Health & Welfare Star Student Reflection: Gayne Kalustian (Berkeley Law c/o 2020)

Stories
June 23, 2020

While I learned a number of legal skills during my clinical semester at EBCLC, the most important lesson I took away was the importance of working with and being one of the lawyers committed to critical self-reflection.

There was no question in my mind whether I would apply to work at EBCLC. I knew I would apply, and I knew I would apply specifically to the Health and Welfare practice because my passion for serving people with disabilities drove me to law school. Further, I loved EBCLC’s direct-services model, its outward and proud commitment to progress, and its direct attack on some of the worst aspects of our society – inequality stemming from racism, transphobia, and sexism.

Still, during my clinical semester, I often found myself disappointed by the amount of work I realized EBCLC had yet to do around its relationship to people with disabilities – even in a practice in which virtually all clients are disabled. This experience is sadly familiar. Disability tends to be an unseen or underappreciated arc of oppression. In more disability-focused organizations, I’ve found focus on other identities is often checked at the door, leaving those organizations woefully inattentive and thus contributory to arcs of racism, colonialism, and transphobia. For those committed to collective liberation, the experience is enough to leave us weary and nauseated. We are caught in what feels at times like playing hop-scotch in a tailspin, trying to take a step forward without also taking one back.

Though mistakes are inevitable, as we were often told while working and learning at EBCLC ourselves, our reactions to them are not.

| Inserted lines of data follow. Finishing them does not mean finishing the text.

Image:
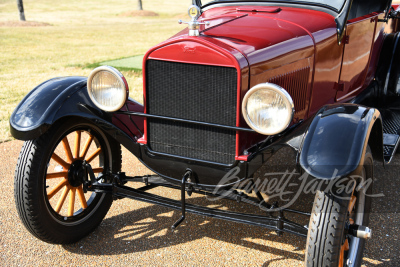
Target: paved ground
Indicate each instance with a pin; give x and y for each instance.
(135, 233)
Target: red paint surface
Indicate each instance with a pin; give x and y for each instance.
(263, 44)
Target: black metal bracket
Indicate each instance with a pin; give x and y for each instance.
(186, 176)
(118, 190)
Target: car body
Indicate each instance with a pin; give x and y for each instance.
(332, 62)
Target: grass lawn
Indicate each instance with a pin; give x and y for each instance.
(81, 33)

I raised my concerns with my supervisors at EBCLC, and they did two amazing things: they listened, and they acted. After summers and quarters and semesters in organizations and groups that often – if not always – fell into the inevitability of mistake, my experience at EBCLC was instructive to me as an aspiring attorney, both as to the type of workplace I want to be a part of and what type of lawyer I want to be.

I am occasionally gripped by some amount of fear about what might happen in ten or twenty years when I find myself no longer in the position of the critic and rather embedded within an institution that is in some way very responsible for policies and practices. It scares me because I know that mistakes are inevitable, and I know that I will make them, and I – like many, many of my peers – always want to get it right. For myself, learning to own and ameliorate and proactively avoid future like-mistakes is I think one of the most important self-projects I am on as a young professional. And I am grateful to the lawyers of the Health and Welfare practice for being a model to me, so that one day I might turn a young believer’s pain into progress and heartache into action.